When we think of dynamics in music, we refer to the variations in loudness of a musical composition. Composers use terms known as dynamic markings to differentiate between quiet and loud passages. Performers naturally strive to take the listener through an emotional journey through the use of these loudness differences.
Think about a song with a quiet intro, the verse starts to build as it unfolds a story, and then it hits the chorus a bit louder… As the song progresses you notice that the intensity increases and decreases. These differences between the loudest and quietest portions of a song are what we refer to as dynamic range.
As mixing engineers, we have the choice of highlighting these emotions by increasing or decreasing the dynamic range through the use of various techniques and tools. We’ve got to be very careful approaching this dynamic range manipulation since we really don’t want to remove all the emotion from a mix.
It is important to consider the material at hand. As we know, the dynamic range of a symphony for example, is considerably different than that of a dance track! Therefore, we try to keep things in context.
Listen to a song and try to identify the loudness differences between each section of a song. If you are the mixing engineer, think about how you could enhance these differences. For example, using automation to make the verses quieter, choruses louder… Making the bridge section intensity different than everything else in the song.
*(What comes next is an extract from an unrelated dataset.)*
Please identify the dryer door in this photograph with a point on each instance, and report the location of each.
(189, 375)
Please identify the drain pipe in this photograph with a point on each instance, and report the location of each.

Simulating crescendos or decrescendos during transitions from section to section. Ask yourself if it would be necessary to ride the main fader (2mix fader, or master fader) or just some of the individual elements such as the lead vocal, or a guitar part, etc.?
A common example of dynamic range manipulation is riding a vocal track. Because sometimes a vocalist may fall below or above the accompaniment volume, we may find it necessary to ride the volume fader to keep it in focus.
Another way of manipulating dynamic range is through the use of tools such as compressors, limiters, etc. The idea with this kind of manipulation is to control and/or reshape transients and (in the end) have more control over the sound’s impact at a micro level. A discussion on the use of compression or limiting or any other device for controlling dynamic range deserves its own attention and will be discussed separately.
It is extremely important to ensure this manipulation is not obvious to the listener (regardless of the technique used). Most times, if a performance is solid and conveys the message as intended, subtle changes should be enough.